6. The reaction module according to any one of claims 1 to 5, characterized in that, At least one of the following conditions must be met: (1) The thread pitch P of the screw is 1 mm to 20 mm; (2) The groove depth h of the thread on the screw is 0.01 mm to 10 mm; (3) The inclination angle α of the thread on the screw is 15°~45°; (4) The distance between the inner wall of the housing and the outer surface of the screw is 0.1 mm to 5 mm.

7. A microchannel reactor, characterized in that, include: At least one reaction module as described in any one of claims 1 to 6; as well as A drive element, connected to at least one screw in the reaction module, for driving the screw to rotate about an axis.

8. The microchannel reactor according to claim 7, characterized in that, The microchannel reactor comprises at least two reaction modules.

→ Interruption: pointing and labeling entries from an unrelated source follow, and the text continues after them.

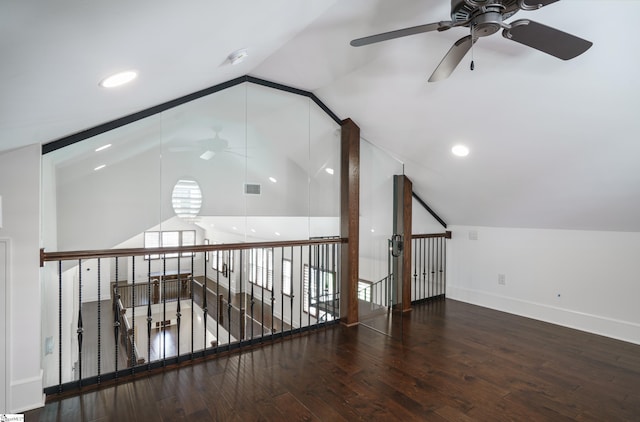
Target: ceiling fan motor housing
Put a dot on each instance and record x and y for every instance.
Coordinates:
(485, 15)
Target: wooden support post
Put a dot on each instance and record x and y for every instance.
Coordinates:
(402, 226)
(350, 221)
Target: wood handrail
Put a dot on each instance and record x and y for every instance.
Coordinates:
(112, 253)
(446, 235)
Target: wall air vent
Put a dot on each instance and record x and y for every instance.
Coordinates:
(252, 189)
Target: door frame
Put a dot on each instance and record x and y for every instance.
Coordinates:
(4, 341)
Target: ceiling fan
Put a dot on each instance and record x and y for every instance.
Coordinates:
(207, 147)
(484, 18)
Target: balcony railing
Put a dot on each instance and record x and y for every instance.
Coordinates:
(428, 266)
(116, 313)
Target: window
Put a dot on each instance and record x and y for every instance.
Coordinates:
(364, 290)
(317, 289)
(222, 261)
(261, 268)
(287, 288)
(169, 239)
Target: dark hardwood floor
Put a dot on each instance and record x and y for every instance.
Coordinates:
(456, 362)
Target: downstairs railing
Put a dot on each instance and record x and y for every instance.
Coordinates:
(115, 313)
(428, 266)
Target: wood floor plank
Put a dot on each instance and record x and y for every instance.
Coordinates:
(453, 362)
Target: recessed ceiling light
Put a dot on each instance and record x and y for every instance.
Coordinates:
(238, 56)
(460, 150)
(118, 79)
(207, 155)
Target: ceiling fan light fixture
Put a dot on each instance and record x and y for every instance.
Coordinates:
(207, 155)
(460, 150)
(118, 79)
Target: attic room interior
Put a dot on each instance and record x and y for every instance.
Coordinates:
(269, 221)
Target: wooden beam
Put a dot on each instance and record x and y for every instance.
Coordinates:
(407, 211)
(349, 221)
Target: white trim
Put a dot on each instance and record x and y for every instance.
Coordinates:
(596, 324)
(6, 310)
(27, 387)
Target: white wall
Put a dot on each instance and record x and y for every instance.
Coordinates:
(20, 191)
(581, 279)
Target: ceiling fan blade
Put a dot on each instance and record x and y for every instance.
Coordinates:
(437, 26)
(546, 39)
(452, 59)
(535, 4)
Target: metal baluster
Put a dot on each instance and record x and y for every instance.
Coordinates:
(205, 310)
(229, 306)
(163, 323)
(334, 299)
(433, 268)
(133, 316)
(291, 292)
(429, 266)
(309, 287)
(116, 318)
(192, 294)
(178, 313)
(262, 287)
(80, 330)
(282, 290)
(442, 266)
(423, 267)
(301, 278)
(99, 321)
(414, 263)
(59, 326)
(242, 319)
(218, 310)
(252, 279)
(269, 266)
(241, 282)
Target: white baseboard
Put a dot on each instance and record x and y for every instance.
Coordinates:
(609, 327)
(26, 394)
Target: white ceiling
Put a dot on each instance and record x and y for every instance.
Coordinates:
(553, 144)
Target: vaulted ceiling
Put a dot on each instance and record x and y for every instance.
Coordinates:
(554, 144)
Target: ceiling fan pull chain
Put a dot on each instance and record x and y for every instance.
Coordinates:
(473, 39)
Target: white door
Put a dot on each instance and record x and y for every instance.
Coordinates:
(4, 279)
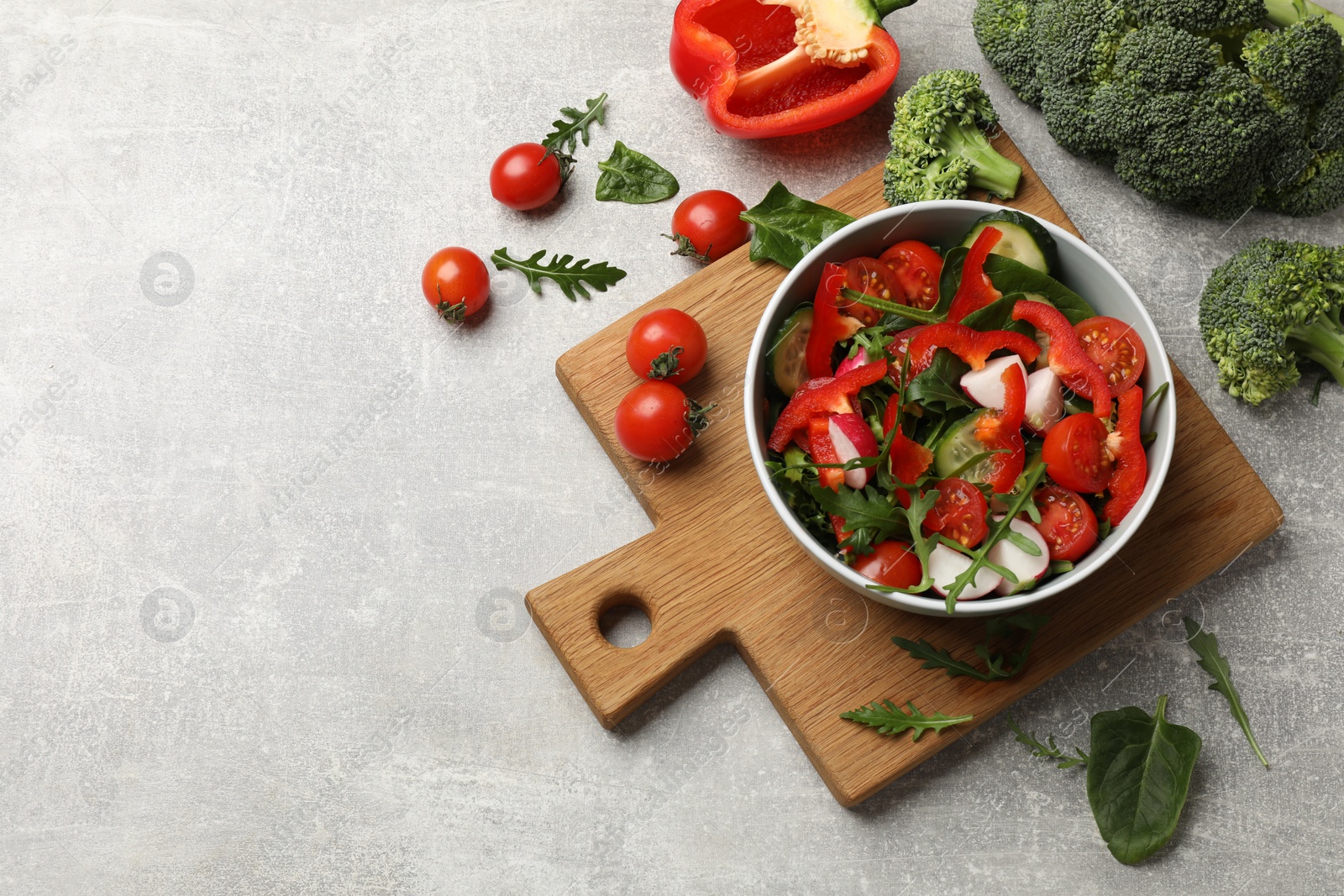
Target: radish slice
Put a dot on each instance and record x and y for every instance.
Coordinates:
(851, 437)
(947, 564)
(1045, 402)
(1027, 569)
(985, 385)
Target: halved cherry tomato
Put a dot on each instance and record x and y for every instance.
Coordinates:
(1068, 523)
(958, 513)
(917, 269)
(1116, 348)
(870, 277)
(891, 563)
(1075, 454)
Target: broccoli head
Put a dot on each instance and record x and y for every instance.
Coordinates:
(1194, 102)
(1269, 307)
(938, 148)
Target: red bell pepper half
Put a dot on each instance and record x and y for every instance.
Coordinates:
(824, 396)
(968, 344)
(976, 289)
(1126, 446)
(776, 67)
(1068, 356)
(1001, 432)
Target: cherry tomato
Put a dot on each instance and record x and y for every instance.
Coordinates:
(870, 277)
(526, 177)
(917, 269)
(658, 333)
(651, 422)
(891, 563)
(1068, 523)
(1075, 454)
(709, 219)
(958, 513)
(1116, 348)
(456, 282)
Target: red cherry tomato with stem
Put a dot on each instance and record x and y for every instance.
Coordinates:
(707, 224)
(454, 281)
(663, 338)
(524, 176)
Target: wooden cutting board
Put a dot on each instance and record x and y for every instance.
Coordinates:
(721, 566)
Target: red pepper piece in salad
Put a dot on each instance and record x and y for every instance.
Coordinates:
(1126, 446)
(822, 396)
(968, 344)
(768, 71)
(1000, 432)
(976, 289)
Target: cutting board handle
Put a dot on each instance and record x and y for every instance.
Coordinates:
(655, 575)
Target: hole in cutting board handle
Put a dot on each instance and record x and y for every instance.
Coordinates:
(625, 624)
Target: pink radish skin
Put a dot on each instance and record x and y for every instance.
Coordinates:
(853, 438)
(985, 385)
(1027, 569)
(1045, 402)
(947, 564)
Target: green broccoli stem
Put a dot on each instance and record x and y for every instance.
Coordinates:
(1323, 343)
(1285, 13)
(992, 172)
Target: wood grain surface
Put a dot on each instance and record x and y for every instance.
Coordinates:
(719, 564)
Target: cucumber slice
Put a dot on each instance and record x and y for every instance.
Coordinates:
(786, 362)
(1023, 239)
(956, 448)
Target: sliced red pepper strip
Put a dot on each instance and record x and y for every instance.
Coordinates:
(739, 60)
(976, 289)
(968, 344)
(909, 458)
(1126, 446)
(823, 396)
(1068, 356)
(827, 325)
(1001, 432)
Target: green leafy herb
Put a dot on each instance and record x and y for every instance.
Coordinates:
(1211, 661)
(890, 719)
(573, 125)
(999, 665)
(788, 228)
(569, 277)
(1048, 750)
(1137, 778)
(1010, 275)
(633, 177)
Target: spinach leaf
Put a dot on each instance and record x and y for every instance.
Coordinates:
(1137, 778)
(633, 177)
(788, 228)
(1010, 277)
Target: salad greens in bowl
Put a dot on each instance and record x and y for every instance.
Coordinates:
(958, 409)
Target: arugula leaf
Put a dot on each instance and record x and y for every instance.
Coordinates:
(1043, 752)
(633, 177)
(999, 667)
(890, 719)
(569, 277)
(573, 125)
(788, 228)
(1206, 647)
(1139, 778)
(1010, 275)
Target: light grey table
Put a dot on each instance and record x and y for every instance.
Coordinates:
(266, 521)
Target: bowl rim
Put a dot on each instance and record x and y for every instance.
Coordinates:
(1158, 466)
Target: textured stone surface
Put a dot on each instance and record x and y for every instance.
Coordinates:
(266, 527)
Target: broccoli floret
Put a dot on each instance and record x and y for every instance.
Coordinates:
(1269, 307)
(938, 149)
(1005, 35)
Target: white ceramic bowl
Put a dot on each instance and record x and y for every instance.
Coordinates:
(942, 223)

9. The microchannel reactor according to claim 8, characterized in that, At least two of the reaction modules are connected in series, and the screws in two adjacent reaction modules are connected together.

10. The microchannel reactor according to any one of claims 7 to 9, characterized in that, At least one of the following conditions must be met: (1) The rotational speed of the drive component is 100 rpm / min to 12000 rpm / min; (2) The driving component is also connected to the housing in at least one of the reaction modules for driving the housing to rotate about an axis; (3) The microchannel reactor is provided with at least one inlet and at least one outlet.